The rule adopted in the cases cited is in harmony with the law as settled in England, and in this country.' Dillon on Municipal Corporations, sec. 739, says: “In this country, the rule has been very generally adopted by the courts, where a new jurisdiction is created by statute, and the inferior court, board, tribunal or officer exercising it proceeds in a summary manner, or in a course different from the common law, that *34the circuit or district court of the State, or other tribunal exercising general, original, common law jurisdiction, has, in the absence of a specific remedy being given, an inherent authority to revise the proceedings of such inferior jurisdiction, by certiorari.”

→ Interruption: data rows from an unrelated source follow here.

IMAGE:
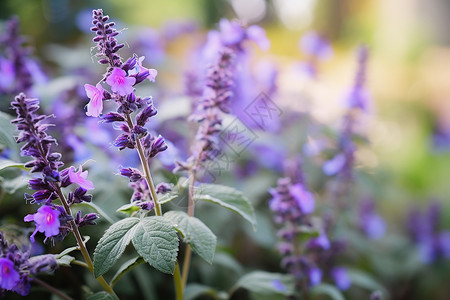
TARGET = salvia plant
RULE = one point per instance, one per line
(319, 232)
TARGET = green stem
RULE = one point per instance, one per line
(52, 289)
(178, 284)
(81, 244)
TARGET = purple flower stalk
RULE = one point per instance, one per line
(50, 219)
(17, 268)
(122, 77)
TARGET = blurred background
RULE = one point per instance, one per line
(407, 157)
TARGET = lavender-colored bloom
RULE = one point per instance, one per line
(341, 278)
(95, 94)
(9, 276)
(46, 220)
(79, 177)
(17, 268)
(305, 199)
(120, 83)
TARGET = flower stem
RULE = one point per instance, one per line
(178, 283)
(52, 289)
(81, 244)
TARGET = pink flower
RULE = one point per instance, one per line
(46, 220)
(95, 94)
(140, 69)
(80, 178)
(120, 83)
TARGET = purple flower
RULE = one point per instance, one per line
(95, 94)
(120, 83)
(315, 276)
(46, 220)
(304, 198)
(9, 277)
(341, 278)
(139, 69)
(80, 178)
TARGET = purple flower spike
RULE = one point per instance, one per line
(46, 220)
(8, 274)
(80, 178)
(95, 105)
(120, 83)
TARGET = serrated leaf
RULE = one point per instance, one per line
(227, 197)
(195, 233)
(128, 209)
(156, 241)
(65, 260)
(102, 296)
(113, 244)
(125, 267)
(327, 289)
(7, 163)
(364, 280)
(265, 283)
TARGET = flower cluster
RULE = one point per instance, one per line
(424, 228)
(17, 68)
(50, 219)
(17, 268)
(122, 77)
(307, 259)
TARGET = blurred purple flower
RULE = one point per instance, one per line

We have, however, been referred by defendants in error to Trumbo v. The People, 75 Ill. 561, as an authority sustaining their position. Some expressions’ may have been used, in deciding that case, from which it might be inferred that the proper mode to test the legality of the formation of a school district was by information in the nature of a quo warranto, but the question, whether the legality of the action of trustees of schools could be tested by the common law writ of certiorari, was not before the court, and was not decided. The real question in the case cited was, whether the illegality in the formation of a school district could be availed of as á defense, on an application for judgment against delinquent lands, in the collection of a school tax levied by the school district. What was, therefore, said in that case can have no bearing here.

The common law writ of certiorari was the appropriate remedy to bring before the circuit court, for review, the proceedings of the trustees of schools in uniting the school districts named in the petition, and we are of opinion it was error to quash the writ and dismiss the suit.

The judgment will be reversed and the cause remanded.